Answers to Exercises and questions for Discussion
This chapter checked the bivariate association between seeing ads for alcohol on more channels (and therefore having higher awareness) and stress on the importance of well-known brands for alcohol against gender, and found in a three-way crosstabulation that it was a little greater for males than for females. From the alcohol marketing dataset, using three-way crosstabulation on SPSS, check whether the same is true of the four hypotheses listed in Chapter 5 under implications of the chapter for the alcohol marketing dataset. Pick out one or two categorical variables other than gender that you think might affect these relationships and try a three-way crosstabulation with all four hypotheses.
The four hypotheses listed in Chapter 5 are:
H1 The more aware young people are of alcohol marketing, the more likely they are to have consumed alcohol.
H2 The more young people are involved in alcohol marketing, the more likely they are to have consumed alcohol.
H3 The more aware young people are of alcohol marketing, the more likely they are to drink alcohol in the next year.
H4 The more young people are involved in alcohol marketing, the more likely they are to drink alcohol in the next year.
These are bivariate hypotheses. However, if controlled for a third variable like gender, they become multivariate. In fact, for all four hypotheses, the bivariate association for females is slightly stronger than for males. This is the opposite of the relationship between awareness and brand importance for alcohol. Other variables that might be used as controls are whether or not their brothers, sisters or parents also drink alcohol and whether or not they smoke.
This chapter ran a multiple regression of total number of alcohol units last consumed against total importance of brands, total number of channels seen, total involvement and age at which the first alcoholic drink was taken. The resulting multiple R2 was very low. Using SPSS, check out the bivariate correlations between total units consumed and the other variables.
Figure 6.6 shows the SPSS results of a multiple regression of total units of alcohol last consumed against total importance of brands, total number of channels seen, total involvement and age at first alcoholic drink. The adjusted multiple R2 is very low at 0.095. The bivariate correlations between total units consumed and the other variables are:
Total importance of brands, r = 0.11
Total number of channels seen, r = 0.16
Total involvement, r = 0.29
Age at first alcoholic drink, r = 0.03
Only total involvement has any notable degree of correlation, although total number of channels seen would also be statistically significant if the cases were a random sample.
How can the status of any variable as ‘dependent’ or ‘independent’ be established?
For dependence techniques, it needs to be emphasized that it is the researcher who decides on the dependent or independent status of variables. The statistics themselves are blind to such allocations. Researchers will often conclude that one variable ‘accounts for’ a certain percentage of the variability on another variable, but the statistics themselves would also allow the ‘accounting for’ in the other direction or indeed that both share their variability. The dependent or independent status of the variables comes (or should come) from the research context of the researcher’s theoretical ideas, not from the statistics.

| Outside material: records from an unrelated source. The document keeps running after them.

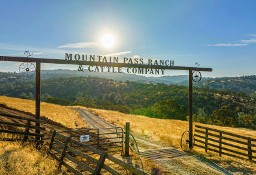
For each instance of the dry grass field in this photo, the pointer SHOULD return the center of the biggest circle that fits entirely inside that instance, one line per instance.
(168, 132)
(163, 131)
(25, 160)
(57, 113)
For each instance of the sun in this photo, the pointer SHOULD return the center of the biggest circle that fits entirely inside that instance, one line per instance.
(107, 40)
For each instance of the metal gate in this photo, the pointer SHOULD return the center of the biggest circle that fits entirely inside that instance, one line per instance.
(104, 139)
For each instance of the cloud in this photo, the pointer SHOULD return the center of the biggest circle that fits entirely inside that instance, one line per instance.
(119, 53)
(34, 50)
(240, 43)
(136, 56)
(248, 41)
(252, 35)
(228, 45)
(80, 45)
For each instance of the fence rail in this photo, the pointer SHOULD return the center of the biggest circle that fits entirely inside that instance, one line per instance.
(225, 143)
(19, 128)
(86, 159)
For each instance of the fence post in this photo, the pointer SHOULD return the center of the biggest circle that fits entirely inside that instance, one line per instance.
(206, 140)
(250, 148)
(100, 163)
(52, 140)
(64, 152)
(98, 138)
(220, 144)
(25, 138)
(127, 136)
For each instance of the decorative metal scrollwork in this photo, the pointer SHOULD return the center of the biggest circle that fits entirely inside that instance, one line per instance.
(196, 76)
(27, 69)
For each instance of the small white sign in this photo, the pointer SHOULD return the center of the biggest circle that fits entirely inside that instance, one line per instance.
(84, 138)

The appropriate use of regression-based techniques depends on a number of assumptions being met. Given that these are seldom met in their entirety, or not at all, to what extent has the use of regression been, in the words of Berk (2004: 203), a ‘disaster’?
For multiple regression to be legitimately performed, a number of conditions need to be met. First, there must be an adequate number of cases. Second, regression analysis assumes that the dependent variable is metric. Third, regression assumes that all metric variables are normally distributed. Fourth, multiple regression assumes linearity – that the data are best summarized with a straight line rather than a curved or oscillating one. The final assumption is that the independent variables are not themselves highly inter-correlated. If these assumptions are unexamined, then statistical analysis can easily become a misleading ritual. Readers of the results of regression analyses need to be warned if there are any issues with these assumptions. Quite apart from these statistical assumptions, there are often assumptions or decisions about the interpretation of the results. Thus it is often assumed that the variable selected as the ‘dependent’ variable in a regression equation is indeed an ‘outcome’ that is being studied; in reality, other interpretations are possible. Thus in Exercise 2 above it is being assumed that the total number of alcohol units last consumed is somehow a consequence of total importance of brands, total number of channels seen, total involvement and age at which the first alcoholic drink was taken. On another interpretation, however, the total number of alcohol units last consumed may be one of several independent factors that affect awareness of alcohol advertising, which is being taken as the dependent variable.
Apart from the selection of variables as dependent or independent, there is the issue of the meaningfulness of the final multiple R2. A result of R2 = 0.1 or even 0.2 may be interpreted as not important, not worthwhile or as a negative result. Researchers may be tempted, however, to say that the result is, nevertheless ‘statistically significant’ if the p-value is less than 0.05, which it is for R2 = 0.095 in Exercise 2. To argue that the relationship, therefore, ‘exists’ is overstating the case. The correlation is very, very small, even if it cannot be explained away as an outcome of random sampling variation.